Similarly, outside of the extensive research needed to tell how Graham worked with composer Aaron Copland and set designer Isamu Noguchi, the authors have to write and describe Graham's exotic dance movement. "Slowly the Bride glides in, then runs to the Groom. The preacher's four Followers file in. The music turns lively and playful as the young girls dance in pairs, then form circles, fluttering, skittering, reaching up to the sky" (28-29). As a reader, you can close your eyes and picture the dance accurately from their writing.

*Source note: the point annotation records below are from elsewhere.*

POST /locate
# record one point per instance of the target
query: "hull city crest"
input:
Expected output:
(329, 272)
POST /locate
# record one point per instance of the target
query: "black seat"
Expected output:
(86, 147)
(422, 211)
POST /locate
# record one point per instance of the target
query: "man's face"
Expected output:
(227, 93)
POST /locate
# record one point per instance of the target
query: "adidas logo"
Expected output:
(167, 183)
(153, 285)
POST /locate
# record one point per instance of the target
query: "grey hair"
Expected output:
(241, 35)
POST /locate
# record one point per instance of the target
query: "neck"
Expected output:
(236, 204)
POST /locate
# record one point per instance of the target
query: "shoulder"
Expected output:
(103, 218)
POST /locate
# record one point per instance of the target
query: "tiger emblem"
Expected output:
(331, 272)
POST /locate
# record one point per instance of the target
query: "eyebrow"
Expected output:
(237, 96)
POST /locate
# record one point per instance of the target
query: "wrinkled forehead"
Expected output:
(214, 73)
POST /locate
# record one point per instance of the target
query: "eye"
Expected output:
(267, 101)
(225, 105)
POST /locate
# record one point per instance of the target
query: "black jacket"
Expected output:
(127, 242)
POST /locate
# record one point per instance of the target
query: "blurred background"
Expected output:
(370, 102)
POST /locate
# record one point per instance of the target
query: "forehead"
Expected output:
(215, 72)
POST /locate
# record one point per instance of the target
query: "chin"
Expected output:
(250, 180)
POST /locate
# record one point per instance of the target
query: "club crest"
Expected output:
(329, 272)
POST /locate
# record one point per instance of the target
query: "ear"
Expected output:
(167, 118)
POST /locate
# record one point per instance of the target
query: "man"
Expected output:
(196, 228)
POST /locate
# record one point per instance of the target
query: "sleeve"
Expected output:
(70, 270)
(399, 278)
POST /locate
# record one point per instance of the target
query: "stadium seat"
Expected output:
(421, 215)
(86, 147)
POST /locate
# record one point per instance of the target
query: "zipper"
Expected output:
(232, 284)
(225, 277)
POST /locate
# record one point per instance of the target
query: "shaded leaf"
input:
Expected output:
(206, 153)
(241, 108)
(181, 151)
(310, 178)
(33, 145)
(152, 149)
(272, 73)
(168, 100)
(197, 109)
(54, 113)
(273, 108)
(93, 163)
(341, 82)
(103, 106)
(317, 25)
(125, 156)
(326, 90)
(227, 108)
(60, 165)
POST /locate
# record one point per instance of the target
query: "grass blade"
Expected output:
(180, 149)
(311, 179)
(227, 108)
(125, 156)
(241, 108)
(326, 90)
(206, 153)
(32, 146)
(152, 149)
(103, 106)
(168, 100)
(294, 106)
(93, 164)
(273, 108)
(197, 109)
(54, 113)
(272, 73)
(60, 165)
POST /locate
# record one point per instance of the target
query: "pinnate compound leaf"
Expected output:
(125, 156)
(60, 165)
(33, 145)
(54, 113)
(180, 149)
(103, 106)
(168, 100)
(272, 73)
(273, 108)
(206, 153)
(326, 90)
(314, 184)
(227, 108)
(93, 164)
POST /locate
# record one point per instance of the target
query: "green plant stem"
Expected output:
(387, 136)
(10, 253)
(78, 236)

Greenberg and Jordan cite 17 sources in the back of their book. They source every piece of dialogue or action they use in the picture book. They also give short bios on all three artists who were born at the turn of the twentieth century. Graham, a woman who went to New York and started her own dance company; Copland, a Jewish immigrant from Russia, who studied music in France and won the Presidential Medal for Freedom and a Pulitzer Prize for "Appalachian Spring" in 1944; and Noguchi, who was born in the United States, but lived in Japan as a child, and later lived in a Japanese internment camp in the United States during World War II (44-45). Capturing the historical work of one artist is hard enough, but Ballet for Martha does a wonderful job of telling the story of all three artists and their individual influences on this particular dance performance.

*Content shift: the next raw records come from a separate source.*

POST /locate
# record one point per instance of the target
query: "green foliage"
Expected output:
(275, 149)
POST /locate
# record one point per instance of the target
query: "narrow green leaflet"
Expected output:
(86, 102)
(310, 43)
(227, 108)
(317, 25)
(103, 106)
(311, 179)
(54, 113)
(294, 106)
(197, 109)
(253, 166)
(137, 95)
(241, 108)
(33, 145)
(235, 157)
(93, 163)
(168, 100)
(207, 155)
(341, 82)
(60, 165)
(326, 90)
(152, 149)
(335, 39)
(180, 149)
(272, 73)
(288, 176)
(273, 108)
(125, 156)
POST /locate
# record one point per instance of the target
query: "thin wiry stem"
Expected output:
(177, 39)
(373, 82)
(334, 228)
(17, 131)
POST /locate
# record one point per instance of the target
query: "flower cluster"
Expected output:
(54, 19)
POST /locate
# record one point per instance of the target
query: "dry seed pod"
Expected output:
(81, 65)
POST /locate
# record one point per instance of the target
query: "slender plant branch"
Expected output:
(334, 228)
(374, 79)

Greenberg and Jordan also thank every interviewee, archivist, and librarian who helped them on their journey to author this book. I almost wish they could write an autobiographical picture book with Floca about their own creative processes as three artists collaborating on children's informational literature.

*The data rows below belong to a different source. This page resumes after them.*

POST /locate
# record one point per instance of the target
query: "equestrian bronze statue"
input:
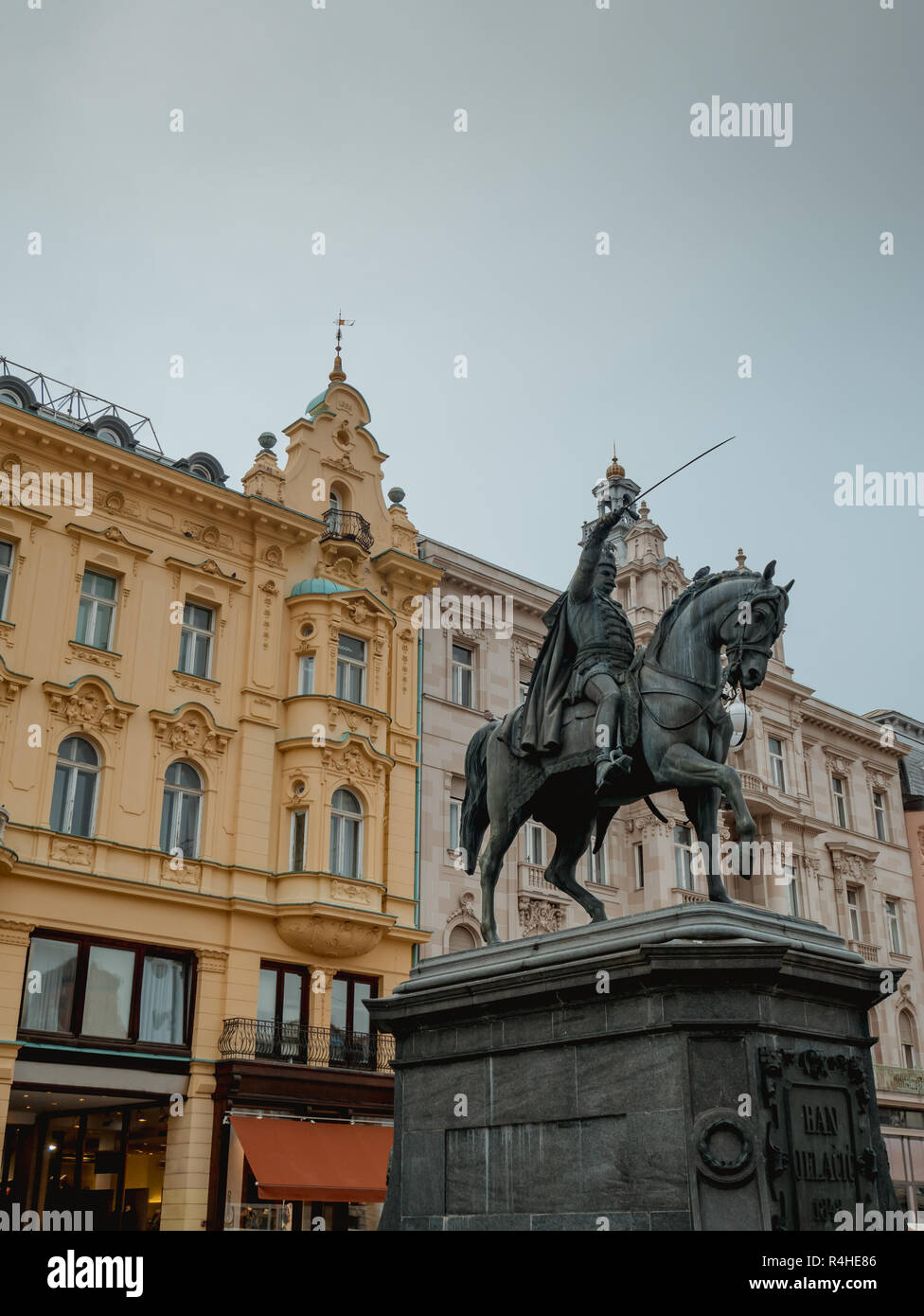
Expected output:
(606, 724)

4. REVIEW EXCERPT(S) and AWARDS
Robert F. Sibert Award — Honor
ALA Notable Children's Book
Winner of the NCTE Orbis Pictus Award for Outstanding NYPL Book for Reading and Sharing
CCBC Choice (University of Wisconsin)
Ibby Honor Books
School Library Journal Best Books 2010
Washington Post Best Books 2010
Kirkus Best Books 2010
Booklist Editor's Choice 2010

From School Library Journal
"If Martha Graham's choreography for 'Appalachian Spring' was a 'valentine' to the world, as critics wrote in 1944, then this book is a love letter in return." 

From Booklist
"Matching the mood of Graham's moves, the writing is pared down but full of possibilities. Floca's ink-and-watercolor artwork nimbly shifts from the prosaic to the visionary to the several-spread finale of the ballet itself. The book as a whole beautifully captures the process of artistic creation." 

5. CONNECTIONS
Other informational books by Jan Greenberg and Sandra Jordan:
  • Action Jackson. ISBN 9780312367510
  • Chuck Close: Up Close. ISBN 9780789424860
  • The Mad Potter: George E. Ohr, Eccentric Genius. ISBN 9781596438101
Other informational stories about dance for elementary school-aged readers:
  • Copeland, Misty. Life in Motion: An Unlikely Ballerina. ISBN 9781481479790
  • Reich, Susanna. José: Born to Dance. ISBN 9780689865763
  • Stringer, Lauren. When Stravinsky Met Ninjinsky: Two Artists, Their Ballet, and One Extraordinary Riot. ISBN 9780547907253
By elementary school, children have often been taught or have picked up on gender bias in American social constructs. A child may categorize activities as being "for a girl" or "for a boy." Often times, art like dance, falls squarely in the "for a girl" category. By creating an informational library that represents dancers of different genders and from different cultures, teachers and librarians can help show children how art constantly challenges what people might consider the cultural norm when it comes to dance.

In addition to learning about the histories of dance, dancers and choreographers, books like Ballet for Martha, can teach children three valuable c's (communication, collaboration, and creativity) without feeling like they've been shoved down their throats. A study in music, dance and theater is more than just an in-class assignment, it is an introduction to self-expression and the power of art, as well as a way to allow movement and music into an elementary classroom outside of the typical scheduled P.E. or music time.